A possível revogação da EC-95, contudo, não altera imediatamente a estrutura de financiamento do setor da saúde. O professor alerta para a divisão de gastos: "os gastos privados em saúde representam, atualmente, 5,7% do PIB enquanto os públicos são apenas 3,9%", compara. "Esta proporção deve ser invertida, progressivamente, de modo que o SUS possa dispor de pelo menos 6% dos recursos do PIB nos próximos anos", defende Paim. 

De acordo com o sanitarista, a relação público-privada precisa ser "redefinida de sorte que o interesse público prevaleça na regulação das operadoras de planos de saúde e das empresas produtoras e comerciais de bens e serviços de saúde".

As demandas da pandemia da Covid-19

Apesar de estar considerada sob controle, a situação Covid-19 ainda demanda esforços e ações de enfrentamento e vigilância. Lígia Bahia, integrante da Comissão de Política, Planejamento e Gestão da Associação Brasileira de Medicina Coletiva (Abrasco), a situação demanda "investimentos em pesquisas para o desenvolvimento de vacinas, medicamentos e insumos e na produção nacional para a garantia do suprimento adequado para o país".

Além do aprimoramento e expansão da vigilância epidemiológica e genômica e a inserção no debate e nas iniciativas internacionais de monitoramento e mitigação da Covid-19, aponta a epidemiologista, que é professora do Instituto de Estudos em Saúde Coletiva da Universidade Federal do Rio de Janeiro (GPDES-IESC/UFRJ).

Segundo ela, um ponto que deve ser priorizado pela nova gestão é justamente a preparação adequada do sistema para emergências sanitárias "desde, por exemplo, deslizamentos em função do período de chuvas até o recrudescimento de casos graves de infecções transmitidas pessoa a pessoa".

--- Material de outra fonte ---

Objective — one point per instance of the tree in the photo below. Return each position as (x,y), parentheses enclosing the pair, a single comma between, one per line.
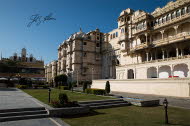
(107,88)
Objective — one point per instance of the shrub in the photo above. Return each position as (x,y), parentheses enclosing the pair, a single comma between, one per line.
(55,103)
(70,86)
(21,86)
(107,88)
(64,87)
(85,85)
(95,91)
(63,98)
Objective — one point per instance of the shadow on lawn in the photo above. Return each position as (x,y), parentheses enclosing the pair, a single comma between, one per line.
(8,89)
(91,113)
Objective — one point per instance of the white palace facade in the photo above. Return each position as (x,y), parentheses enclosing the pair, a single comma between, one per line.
(145,46)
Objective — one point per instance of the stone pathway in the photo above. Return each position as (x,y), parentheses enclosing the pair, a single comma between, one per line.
(173,101)
(11,98)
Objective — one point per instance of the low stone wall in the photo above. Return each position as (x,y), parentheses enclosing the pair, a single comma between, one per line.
(68,111)
(167,87)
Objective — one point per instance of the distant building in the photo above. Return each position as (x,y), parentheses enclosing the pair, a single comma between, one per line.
(24,66)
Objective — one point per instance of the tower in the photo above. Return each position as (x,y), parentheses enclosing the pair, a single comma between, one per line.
(23,54)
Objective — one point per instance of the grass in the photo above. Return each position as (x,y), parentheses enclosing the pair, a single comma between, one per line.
(121,116)
(42,95)
(132,116)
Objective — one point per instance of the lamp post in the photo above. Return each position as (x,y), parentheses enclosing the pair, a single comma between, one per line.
(165,103)
(49,92)
(92,73)
(77,79)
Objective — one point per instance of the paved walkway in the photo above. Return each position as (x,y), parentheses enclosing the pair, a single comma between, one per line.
(14,98)
(173,101)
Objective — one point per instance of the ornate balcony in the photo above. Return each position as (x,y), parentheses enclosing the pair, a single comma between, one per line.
(172,39)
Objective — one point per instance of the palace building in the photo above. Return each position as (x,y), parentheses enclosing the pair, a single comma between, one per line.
(22,65)
(144,46)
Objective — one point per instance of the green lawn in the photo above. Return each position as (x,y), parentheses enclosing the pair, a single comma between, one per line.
(42,95)
(132,116)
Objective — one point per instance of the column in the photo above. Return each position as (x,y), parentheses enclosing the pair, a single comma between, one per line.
(176,27)
(177,52)
(157,71)
(146,38)
(167,54)
(182,52)
(155,55)
(163,53)
(172,74)
(151,56)
(162,32)
(147,56)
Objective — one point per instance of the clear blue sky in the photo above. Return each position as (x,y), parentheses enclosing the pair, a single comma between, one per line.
(43,40)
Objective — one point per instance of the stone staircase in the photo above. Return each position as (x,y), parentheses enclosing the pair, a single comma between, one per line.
(22,114)
(101,104)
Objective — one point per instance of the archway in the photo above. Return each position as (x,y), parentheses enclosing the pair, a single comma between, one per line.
(152,72)
(180,70)
(164,72)
(130,74)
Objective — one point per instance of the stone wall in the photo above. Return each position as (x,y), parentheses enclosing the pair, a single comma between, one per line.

O Ministério da Saúde deve, por isso, manter relações permanentes com os demais ministérios, especialmente Desenvolvimento Social, "para a realização de ações conjuntas que desfragmentem as políticas públicas e alcancem maior impacto". 

As prioridades da nova gestão

Em dezembro do ano passado, Arthur Chioro, coordenador do Grupo Técnico de Saúde do gabinete de Transição Governamental, afirmou que "o quadro é de absoluto caos". "Não é exagero, mas uma constatação objetiva da situação de total desmonte de políticas, que se expressou de forma mais expressiva na situação da Covid-19, resultando em mais de 600 mil mortes", disse.

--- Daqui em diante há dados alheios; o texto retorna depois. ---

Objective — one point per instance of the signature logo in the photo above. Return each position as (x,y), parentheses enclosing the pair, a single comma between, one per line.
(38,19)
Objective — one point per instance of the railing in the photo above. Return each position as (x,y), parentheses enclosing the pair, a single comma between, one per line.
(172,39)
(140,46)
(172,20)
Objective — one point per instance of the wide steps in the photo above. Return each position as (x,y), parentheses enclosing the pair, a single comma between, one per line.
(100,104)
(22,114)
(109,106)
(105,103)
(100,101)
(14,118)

No dia 10 de janeiro, a nova ministra da Saúde, Nísia Trindade, apontou, durante entrevista coletiva de imprensa, as pautas prioritárias da Pasta para os 100 primeiros dias de gestão. Entre os pontos destacados por ela, está uma campanha de vacinação para a retomada dos altos índices de cobertura vacinal, incluindo a imunização contra a Covid-19, com previsão para fevereiro.

  • Elaboração de um plano emergencial para redução de filas para diagnósticos e cirurgias eletivas;
  • Transparência da Câmara Técnica Assessora para Imunizações (Ctai) e recuperação da conversa com a sociedade cientifica;
  • Campanha de vacinação para recuperar as coberturas vacinais;
  • Inclusão da vacina para covid-19 no Calendário Nacional de Vacinação;
  • Retomada do Programa Farmácia Popular e ampliação da oferta de medicamentos;
  • Fortalecimento da saúde da população negra e indígena;
  • Ações emergenciais para a população Yanomami;
  • Prosseguimento e ampliação do programa Mais Médicos, priorizando os médicos brasileiros e posteriormente os médicos estrangeiros;
  • Reforço do diagnóstico do câncer do colo do útero.